Outcomes from standardized exercise tests (SET) are used by physical therapists (PTs) to define cardiorespiratory fitness (CRF) and develop safe and effective prescriptions for aerobic exercise training programs; however, the psychometric properties and clinical utility of standard exercise testing has not been evaluated in the breast cancer survivor population.

Objective:

To evaluate the psychometric properties, safety, and clinical utility of SET and provide informed recommendations for their use in clinical practice involving female breast cancer survivors.

Design:

The study was a systematic review with a measurement focused design.

Methods:

A comprehensive search was performed with a health sciences librarian to identify articles that reported psychometric data on SET among women with breast cancer. Criterion articles were evaluated using the Cancer EDGE Task Force Outcome Measure Rating Form.

Results:

Sixty-eight articles met initial inclusion criteria, but only 5 were found that reported useable psychometric data. Maximal treadmill and cycle ergometer tests involving expired gas analysis were valid and accurate in this population, but are not safe or efficient for use in a clinical setting.
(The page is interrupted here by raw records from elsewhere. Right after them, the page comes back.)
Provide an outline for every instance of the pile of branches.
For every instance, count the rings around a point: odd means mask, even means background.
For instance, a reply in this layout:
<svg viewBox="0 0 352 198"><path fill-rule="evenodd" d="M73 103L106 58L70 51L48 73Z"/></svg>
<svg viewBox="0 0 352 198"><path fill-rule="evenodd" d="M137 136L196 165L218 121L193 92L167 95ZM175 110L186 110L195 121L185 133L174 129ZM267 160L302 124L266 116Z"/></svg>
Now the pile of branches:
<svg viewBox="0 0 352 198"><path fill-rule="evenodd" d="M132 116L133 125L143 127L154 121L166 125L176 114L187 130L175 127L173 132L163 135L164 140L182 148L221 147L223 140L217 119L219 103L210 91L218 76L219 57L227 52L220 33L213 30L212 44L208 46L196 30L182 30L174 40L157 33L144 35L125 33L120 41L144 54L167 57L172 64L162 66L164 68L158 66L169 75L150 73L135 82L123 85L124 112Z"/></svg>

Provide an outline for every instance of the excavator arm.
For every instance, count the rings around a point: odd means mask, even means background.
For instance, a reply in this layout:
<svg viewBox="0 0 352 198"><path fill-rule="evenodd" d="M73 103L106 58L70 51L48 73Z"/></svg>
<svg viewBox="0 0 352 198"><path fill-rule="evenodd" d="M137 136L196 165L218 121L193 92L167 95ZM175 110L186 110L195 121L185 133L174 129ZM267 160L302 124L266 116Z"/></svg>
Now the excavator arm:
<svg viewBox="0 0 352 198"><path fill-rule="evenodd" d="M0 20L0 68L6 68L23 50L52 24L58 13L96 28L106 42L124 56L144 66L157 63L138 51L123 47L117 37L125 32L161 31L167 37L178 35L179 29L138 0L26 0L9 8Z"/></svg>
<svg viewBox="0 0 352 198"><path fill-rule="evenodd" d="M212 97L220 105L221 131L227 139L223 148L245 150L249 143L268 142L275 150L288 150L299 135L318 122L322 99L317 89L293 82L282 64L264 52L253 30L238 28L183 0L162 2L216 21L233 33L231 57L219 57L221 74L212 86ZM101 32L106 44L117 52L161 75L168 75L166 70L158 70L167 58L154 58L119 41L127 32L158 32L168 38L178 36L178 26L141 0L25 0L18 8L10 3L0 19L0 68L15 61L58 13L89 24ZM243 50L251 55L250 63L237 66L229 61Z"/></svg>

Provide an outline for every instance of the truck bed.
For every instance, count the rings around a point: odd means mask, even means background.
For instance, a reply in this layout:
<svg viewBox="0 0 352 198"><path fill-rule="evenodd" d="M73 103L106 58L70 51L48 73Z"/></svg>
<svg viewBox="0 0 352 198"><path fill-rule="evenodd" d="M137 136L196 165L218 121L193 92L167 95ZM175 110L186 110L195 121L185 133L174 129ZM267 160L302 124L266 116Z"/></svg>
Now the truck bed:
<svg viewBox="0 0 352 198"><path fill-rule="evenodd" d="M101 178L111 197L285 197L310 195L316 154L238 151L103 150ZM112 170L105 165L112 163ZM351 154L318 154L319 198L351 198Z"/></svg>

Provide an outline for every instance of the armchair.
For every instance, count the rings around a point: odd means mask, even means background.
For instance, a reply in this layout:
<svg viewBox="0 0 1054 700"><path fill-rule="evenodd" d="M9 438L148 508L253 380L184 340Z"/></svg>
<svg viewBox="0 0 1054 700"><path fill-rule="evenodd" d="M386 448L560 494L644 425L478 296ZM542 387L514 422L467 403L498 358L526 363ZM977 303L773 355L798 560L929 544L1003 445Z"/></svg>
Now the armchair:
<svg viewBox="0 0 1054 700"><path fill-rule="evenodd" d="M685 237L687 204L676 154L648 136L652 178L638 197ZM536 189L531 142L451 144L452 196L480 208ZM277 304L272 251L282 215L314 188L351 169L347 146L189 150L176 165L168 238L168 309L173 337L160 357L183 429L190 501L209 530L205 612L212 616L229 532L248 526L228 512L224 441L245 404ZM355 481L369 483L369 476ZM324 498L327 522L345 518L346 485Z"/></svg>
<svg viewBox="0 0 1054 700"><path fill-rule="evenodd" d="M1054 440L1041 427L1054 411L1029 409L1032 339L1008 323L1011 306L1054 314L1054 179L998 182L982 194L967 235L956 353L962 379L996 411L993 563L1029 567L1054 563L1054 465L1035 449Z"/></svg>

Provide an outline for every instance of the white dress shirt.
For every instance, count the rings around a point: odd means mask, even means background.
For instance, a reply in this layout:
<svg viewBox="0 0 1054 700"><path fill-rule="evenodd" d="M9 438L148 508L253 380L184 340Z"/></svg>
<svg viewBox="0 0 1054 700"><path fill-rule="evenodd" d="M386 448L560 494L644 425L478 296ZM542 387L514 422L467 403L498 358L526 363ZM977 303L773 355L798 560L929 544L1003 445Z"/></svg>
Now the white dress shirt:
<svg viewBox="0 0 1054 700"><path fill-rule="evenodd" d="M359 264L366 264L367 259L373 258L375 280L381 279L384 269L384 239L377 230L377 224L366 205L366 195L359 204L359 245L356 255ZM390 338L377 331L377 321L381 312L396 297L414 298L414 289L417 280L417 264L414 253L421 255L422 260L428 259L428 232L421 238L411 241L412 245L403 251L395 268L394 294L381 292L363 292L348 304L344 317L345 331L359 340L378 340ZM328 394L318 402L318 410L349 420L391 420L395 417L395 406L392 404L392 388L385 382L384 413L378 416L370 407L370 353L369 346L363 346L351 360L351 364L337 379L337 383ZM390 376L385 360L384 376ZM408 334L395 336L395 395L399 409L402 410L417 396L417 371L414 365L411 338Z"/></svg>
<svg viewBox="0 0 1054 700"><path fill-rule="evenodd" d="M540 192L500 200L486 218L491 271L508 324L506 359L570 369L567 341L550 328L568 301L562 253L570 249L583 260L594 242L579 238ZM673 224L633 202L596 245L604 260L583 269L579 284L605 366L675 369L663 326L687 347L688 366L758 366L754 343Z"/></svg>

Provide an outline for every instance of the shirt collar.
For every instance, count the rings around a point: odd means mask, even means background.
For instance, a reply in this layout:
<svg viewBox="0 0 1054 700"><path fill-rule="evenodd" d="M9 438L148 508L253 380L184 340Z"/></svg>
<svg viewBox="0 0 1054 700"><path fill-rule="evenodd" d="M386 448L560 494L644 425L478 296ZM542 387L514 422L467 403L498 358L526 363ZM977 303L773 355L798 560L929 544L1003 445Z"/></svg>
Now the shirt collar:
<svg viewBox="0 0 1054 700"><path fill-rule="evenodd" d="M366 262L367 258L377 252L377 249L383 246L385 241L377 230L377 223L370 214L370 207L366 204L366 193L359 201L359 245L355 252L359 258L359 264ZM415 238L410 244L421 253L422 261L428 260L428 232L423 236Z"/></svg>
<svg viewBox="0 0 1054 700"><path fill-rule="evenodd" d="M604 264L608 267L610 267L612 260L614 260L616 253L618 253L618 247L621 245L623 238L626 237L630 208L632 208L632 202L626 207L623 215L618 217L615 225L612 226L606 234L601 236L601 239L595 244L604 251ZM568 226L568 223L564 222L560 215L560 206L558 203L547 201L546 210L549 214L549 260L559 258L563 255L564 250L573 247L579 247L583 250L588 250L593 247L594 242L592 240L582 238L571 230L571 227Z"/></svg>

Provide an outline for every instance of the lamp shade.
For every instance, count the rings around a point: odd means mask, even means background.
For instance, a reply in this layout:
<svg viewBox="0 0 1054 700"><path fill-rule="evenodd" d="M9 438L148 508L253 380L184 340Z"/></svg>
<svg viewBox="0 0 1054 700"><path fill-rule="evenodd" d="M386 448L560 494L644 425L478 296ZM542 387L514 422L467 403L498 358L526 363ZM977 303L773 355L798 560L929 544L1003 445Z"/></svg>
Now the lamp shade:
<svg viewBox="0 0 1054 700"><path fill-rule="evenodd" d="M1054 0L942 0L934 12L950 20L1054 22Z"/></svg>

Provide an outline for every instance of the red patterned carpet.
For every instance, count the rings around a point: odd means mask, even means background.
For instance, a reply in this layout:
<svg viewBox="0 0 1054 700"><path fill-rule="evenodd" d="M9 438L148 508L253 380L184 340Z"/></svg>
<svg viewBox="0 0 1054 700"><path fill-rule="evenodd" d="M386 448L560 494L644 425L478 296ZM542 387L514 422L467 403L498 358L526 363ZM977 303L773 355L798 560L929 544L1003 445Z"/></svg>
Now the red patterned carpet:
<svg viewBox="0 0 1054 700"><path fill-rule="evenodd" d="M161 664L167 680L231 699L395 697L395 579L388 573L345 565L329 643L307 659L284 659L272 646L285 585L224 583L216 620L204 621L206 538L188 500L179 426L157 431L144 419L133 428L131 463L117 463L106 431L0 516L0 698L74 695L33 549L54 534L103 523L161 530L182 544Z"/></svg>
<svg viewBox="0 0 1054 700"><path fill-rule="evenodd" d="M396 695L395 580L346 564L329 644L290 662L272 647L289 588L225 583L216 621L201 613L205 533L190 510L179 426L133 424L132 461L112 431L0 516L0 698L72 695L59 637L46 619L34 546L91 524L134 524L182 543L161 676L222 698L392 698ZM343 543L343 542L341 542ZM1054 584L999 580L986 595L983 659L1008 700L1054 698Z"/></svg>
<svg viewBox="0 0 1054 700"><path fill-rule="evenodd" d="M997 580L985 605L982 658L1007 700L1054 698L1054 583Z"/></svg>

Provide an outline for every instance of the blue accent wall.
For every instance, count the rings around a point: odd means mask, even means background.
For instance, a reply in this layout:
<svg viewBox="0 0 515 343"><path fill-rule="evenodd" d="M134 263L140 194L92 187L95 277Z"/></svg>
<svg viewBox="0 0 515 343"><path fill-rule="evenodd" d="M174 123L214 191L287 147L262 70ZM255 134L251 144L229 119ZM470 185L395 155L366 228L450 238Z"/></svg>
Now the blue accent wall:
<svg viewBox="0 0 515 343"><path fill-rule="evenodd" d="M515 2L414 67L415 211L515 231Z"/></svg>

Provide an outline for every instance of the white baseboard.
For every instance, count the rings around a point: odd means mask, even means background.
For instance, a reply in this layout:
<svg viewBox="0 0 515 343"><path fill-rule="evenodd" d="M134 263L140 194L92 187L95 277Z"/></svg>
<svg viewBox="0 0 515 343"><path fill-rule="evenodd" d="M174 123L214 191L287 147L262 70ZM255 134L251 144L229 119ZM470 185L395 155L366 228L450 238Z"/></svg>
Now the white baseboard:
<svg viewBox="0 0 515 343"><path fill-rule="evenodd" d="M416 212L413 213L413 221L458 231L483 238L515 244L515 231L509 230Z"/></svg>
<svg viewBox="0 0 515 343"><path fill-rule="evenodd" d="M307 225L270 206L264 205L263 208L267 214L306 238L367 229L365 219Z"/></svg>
Submaximal tests (treadmill, cycle ergometer, step, and walk/run tests) that use prediction equations to estimate CRF had large errors for minimal detectable differences (3.32-15.80 ml/kg/min) which approached or exceeded the minimal clinically important difference (3.5 ml/kg/min). Furthermore, these prediction equations have not been validated in this population.

Discussion:

Limited evidence was found describing the psychometric properties of SETs used to determine CRF in breast cancer survivors. Available studies suggest clinically efficient SETs have moderate to poor concurrent validity with a moderate to high standard error; however, standardized exercise testing can serve to screen for exercise safety and provide estimates of CRF. Exercise prescriptions developed from the outcomes of SET will require follow up for potential modifications. Appreciating SET limitations enables proper client education and training adjustments needed for safety and exercise efficacy.

Conclusions:

Further understanding of the psychometric properties of SET used in the breast cancer survivor population is needed in order to make these tests safe, accurate, and clinically useful.